The most powerful country in the world – the United States – and the most powerful economy in Europe – Germany – find themselves grappling with similar economic problems from diametrically opposed historical contexts, resulting in varying degrees of political support for particular monetary solutions. Just as an individual’s greatest fears may manifest in former experience, so each nation’s vision of the economic solution to its crisis is tainted by history.
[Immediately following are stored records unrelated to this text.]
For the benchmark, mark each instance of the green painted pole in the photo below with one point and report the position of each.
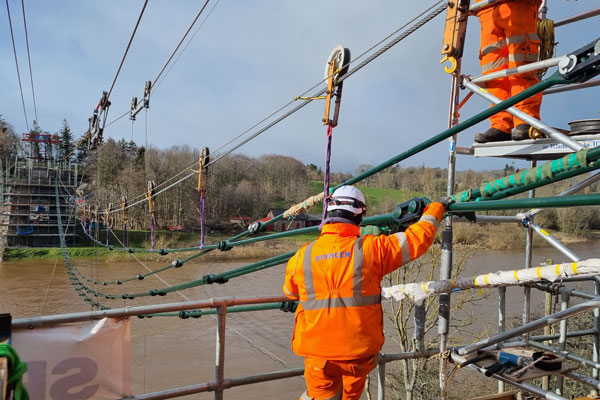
(536, 202)
(555, 79)
(591, 156)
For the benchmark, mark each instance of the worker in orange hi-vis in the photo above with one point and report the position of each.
(509, 39)
(337, 278)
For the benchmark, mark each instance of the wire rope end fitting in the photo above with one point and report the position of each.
(184, 314)
(255, 227)
(224, 245)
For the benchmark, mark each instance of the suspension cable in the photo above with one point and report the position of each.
(157, 83)
(389, 45)
(12, 36)
(181, 41)
(325, 79)
(127, 49)
(385, 48)
(29, 59)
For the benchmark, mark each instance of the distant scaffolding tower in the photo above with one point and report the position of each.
(40, 145)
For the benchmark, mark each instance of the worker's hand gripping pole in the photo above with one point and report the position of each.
(150, 197)
(203, 170)
(124, 205)
(454, 33)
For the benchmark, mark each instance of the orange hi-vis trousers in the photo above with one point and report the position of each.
(339, 380)
(509, 39)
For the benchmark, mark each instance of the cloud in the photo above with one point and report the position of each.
(249, 59)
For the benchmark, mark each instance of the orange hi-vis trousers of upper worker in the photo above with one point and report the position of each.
(339, 320)
(509, 39)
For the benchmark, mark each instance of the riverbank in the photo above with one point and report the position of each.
(493, 237)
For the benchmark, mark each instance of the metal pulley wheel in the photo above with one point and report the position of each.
(205, 157)
(585, 127)
(340, 56)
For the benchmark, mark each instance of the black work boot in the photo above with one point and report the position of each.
(521, 132)
(492, 135)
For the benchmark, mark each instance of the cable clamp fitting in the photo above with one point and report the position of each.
(224, 245)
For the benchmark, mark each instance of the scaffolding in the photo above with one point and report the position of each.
(28, 217)
(552, 145)
(481, 355)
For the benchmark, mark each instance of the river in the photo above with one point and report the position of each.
(169, 352)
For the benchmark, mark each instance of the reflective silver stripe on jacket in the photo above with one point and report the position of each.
(494, 64)
(357, 299)
(522, 57)
(500, 44)
(404, 246)
(305, 396)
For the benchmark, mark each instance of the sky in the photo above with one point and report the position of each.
(248, 59)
Thus, the primary objective of the US Federal Reserve is to avoid a repeat of the deflationary experience suffered during the Great Depression of the 1930s, hence its willingness to propagate QE, while the Bundesbank maintains acute sensitivity to inflation and is therefore a more reluctant participant in QE. It is easy to consider the German stance as excessively conservative, unhelpful even, however a cursory glance at German history illustrates why Bundesbank conservatism may be in all our interests.
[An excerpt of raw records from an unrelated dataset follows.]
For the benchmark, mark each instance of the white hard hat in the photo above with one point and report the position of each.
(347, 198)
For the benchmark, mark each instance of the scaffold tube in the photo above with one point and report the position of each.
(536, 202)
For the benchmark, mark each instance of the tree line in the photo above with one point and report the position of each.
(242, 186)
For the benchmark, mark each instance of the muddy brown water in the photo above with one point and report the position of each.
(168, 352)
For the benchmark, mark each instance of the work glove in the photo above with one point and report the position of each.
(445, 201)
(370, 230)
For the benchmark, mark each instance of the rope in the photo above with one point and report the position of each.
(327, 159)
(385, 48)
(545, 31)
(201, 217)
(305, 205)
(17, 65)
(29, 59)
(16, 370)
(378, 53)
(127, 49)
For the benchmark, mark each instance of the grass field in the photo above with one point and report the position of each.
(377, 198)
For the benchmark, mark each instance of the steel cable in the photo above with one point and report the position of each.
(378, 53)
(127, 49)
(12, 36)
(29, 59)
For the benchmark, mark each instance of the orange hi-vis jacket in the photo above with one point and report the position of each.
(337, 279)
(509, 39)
Germany suffered hyperinflation – when the price of a set of goods and services rises in excess of 1% every day, rather than by a few percent each year, due to a domestic currency’s loss of value at an accelerating rate – during what are termed the years of crisis (1919 – 1923). To prosecute war requires vast amounts of money and the First World War was extreme in that respect, the Kaiser’s government funding large parts of its effort with vast amounts of promissory debt. The British Embassy in Berlin noted at the time that result of ‘printing’ on this scale was that by October 1923, the number of marks to the pound equalled the number of yards to the sun. The majority of Germans have good reason to be chilled by this spectre of repeat inflation.
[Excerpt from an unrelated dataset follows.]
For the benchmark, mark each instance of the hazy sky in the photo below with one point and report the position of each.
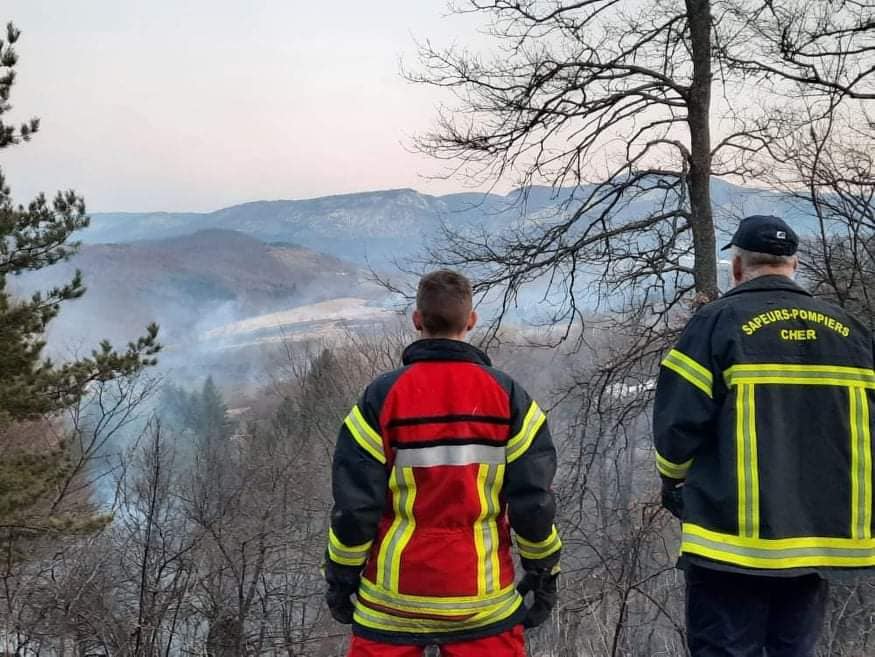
(199, 104)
Stamps and letters are important enough now; at that time they were a staple of civilised life. A devaluation of one trillion to one resulted in the new Reich Mark in August 1924. With some energetic financial engineering in the preceding 12 months, the German economy briefly entered a ‘golden era’ in the mid 1920s.
Much of this new found stability was based on financial support from the US banks via the 1924 Dawes Plan. Under this scheme, German national treasures such as railways were used as collateral for financial support. However the crash of 1929 swiftly eradicated the new age of American prosperity and with it US bank support for Germany’s nascent recovery. The Great Depression descended on Germany with particular severity. In 1927 German manufacturing had been at a post war high and some 22% above its level of 1913, yet by 1930 it had fallen dramatically and unemployment had rocketed from a few hundred thousand to in excess of three million people. Arguably this second blow to fragile German society left the door open for National Socialism, the vast unemployment of the early 1930s giving Hitler the votes he needed to wrestle power from the Social Democrats. This is not to say that inflation caused the Third Reich, for that would be too simplistic an interpretation, but that the socially debilitating effects of hyperinflation contributed towards a political environment that facilitated the creation of a totalitarian state is a contributory reason not readily refuted.
Fiat* currency is simply a medium of exchange. When it is no longer recognised as such, its use changes from facilitating economic activity to papering walls and keeping fires burning to keep warm: absent purchasing power, necessity becomes the sole criterion of value, air and water being most prized, closely followed by shelter, food and clothing. Whilst history may never repeat itself, it does sometimes rhyme, and over the last two years the US monetary base has increased by twenty eight percent whilst US debt to GDP is now in excess of 380%, having screeched passed the 1933 peak of 300% in 2003. If the German economic experience of eighty years ago is in any way relevant to today, it surely is as a warning against the debauchery of currency in the interests of short-term political expediency.
*Fiat money – money that is not backed by anthing other than a government trust. It has no intrinsic value; it only has value at all because all participants in an economy agree to trust the government issuing the currency.